When you ask kids what they want to be when they grow up, common answers are astronauts, actors, athletes, teachers, presidents and race car drivers. But when Ahmed Alamer was a kid, he knew exactly what he wanted to be: an enterprise software developer.
As a boy, he always thought deeper about the video games he was playing and the software he was seeing.
“I was always into computer games, but I started to think [about] people [who] made these games,” he said. “Whenever I went to the bank, I was always curious to look at the screen that the employees were using just to see what kind of software they are [using].”

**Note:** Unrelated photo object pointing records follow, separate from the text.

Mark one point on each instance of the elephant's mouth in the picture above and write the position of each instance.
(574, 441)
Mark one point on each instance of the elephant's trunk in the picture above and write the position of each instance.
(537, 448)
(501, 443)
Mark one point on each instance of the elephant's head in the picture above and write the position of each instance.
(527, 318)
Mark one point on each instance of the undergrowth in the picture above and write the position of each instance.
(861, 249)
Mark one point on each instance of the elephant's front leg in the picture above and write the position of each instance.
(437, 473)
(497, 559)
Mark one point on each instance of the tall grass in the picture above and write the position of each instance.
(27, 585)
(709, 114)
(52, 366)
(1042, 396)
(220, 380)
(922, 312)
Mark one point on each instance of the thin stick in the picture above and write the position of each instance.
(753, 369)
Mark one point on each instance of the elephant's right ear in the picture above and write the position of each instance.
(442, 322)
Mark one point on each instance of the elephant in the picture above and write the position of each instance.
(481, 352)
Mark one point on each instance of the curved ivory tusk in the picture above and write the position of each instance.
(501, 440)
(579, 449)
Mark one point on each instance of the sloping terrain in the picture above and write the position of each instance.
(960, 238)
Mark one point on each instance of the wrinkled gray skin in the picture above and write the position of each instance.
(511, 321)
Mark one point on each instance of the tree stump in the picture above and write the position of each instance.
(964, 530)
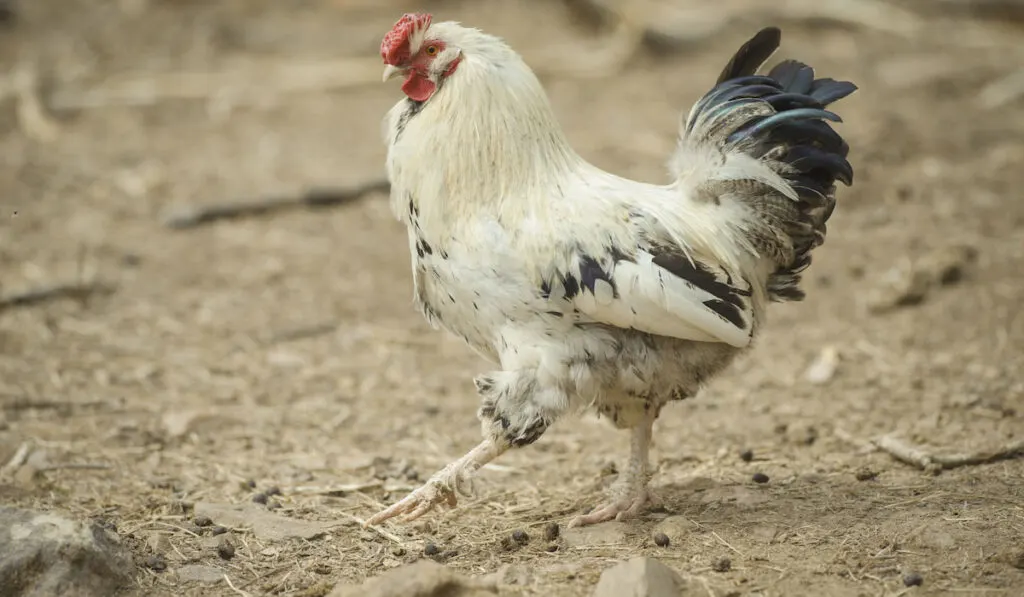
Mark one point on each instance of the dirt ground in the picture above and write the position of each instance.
(284, 349)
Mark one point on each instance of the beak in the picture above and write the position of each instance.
(390, 72)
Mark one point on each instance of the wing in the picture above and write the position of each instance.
(658, 290)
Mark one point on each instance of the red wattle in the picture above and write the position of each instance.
(418, 87)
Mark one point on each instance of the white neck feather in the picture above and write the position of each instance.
(487, 142)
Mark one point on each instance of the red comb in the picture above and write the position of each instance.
(394, 48)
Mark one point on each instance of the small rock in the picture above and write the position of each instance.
(671, 527)
(200, 573)
(639, 577)
(158, 543)
(422, 579)
(156, 563)
(611, 532)
(865, 474)
(44, 553)
(909, 284)
(266, 525)
(802, 434)
(515, 574)
(823, 368)
(734, 495)
(180, 423)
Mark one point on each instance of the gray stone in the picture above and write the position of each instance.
(422, 579)
(602, 534)
(44, 554)
(200, 573)
(640, 577)
(264, 523)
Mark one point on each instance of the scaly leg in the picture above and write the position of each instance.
(630, 494)
(441, 487)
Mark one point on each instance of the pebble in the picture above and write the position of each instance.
(640, 577)
(225, 550)
(156, 563)
(865, 474)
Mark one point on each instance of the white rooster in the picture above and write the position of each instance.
(585, 289)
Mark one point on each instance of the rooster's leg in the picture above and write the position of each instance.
(441, 487)
(630, 494)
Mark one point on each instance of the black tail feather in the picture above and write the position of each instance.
(794, 77)
(780, 119)
(753, 54)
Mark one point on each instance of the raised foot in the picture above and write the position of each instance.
(622, 508)
(433, 493)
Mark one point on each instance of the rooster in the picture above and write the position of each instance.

(Related: Why COBOL is still relevant)
At the age of 13, Alamer began reading programming books and learning programming languages. He started with C and Pascal, moved onto Java, and then started to use COBOL.
“I got into COBOL because I was always tempted to find a programming language that solves all the problems of enterprise software development,” Alamer said. “I had been using Java and studying it deeply, but I found a lot of problems with the design and the nature of the language.”
Today, Alamer is a 24-year-old student at the University of Bridgeport in Connecticut, studying for a master’s degree in computer science. And he has just been named the second-place winner in Micro Focus’ global COBOL coding contest.
The contest, which was created to promote Visual COBOL, ran from Oct. 7 to Dec. 17 of last year. Contestants were asked to create a video game composed of at least 50% Visual COBOL code.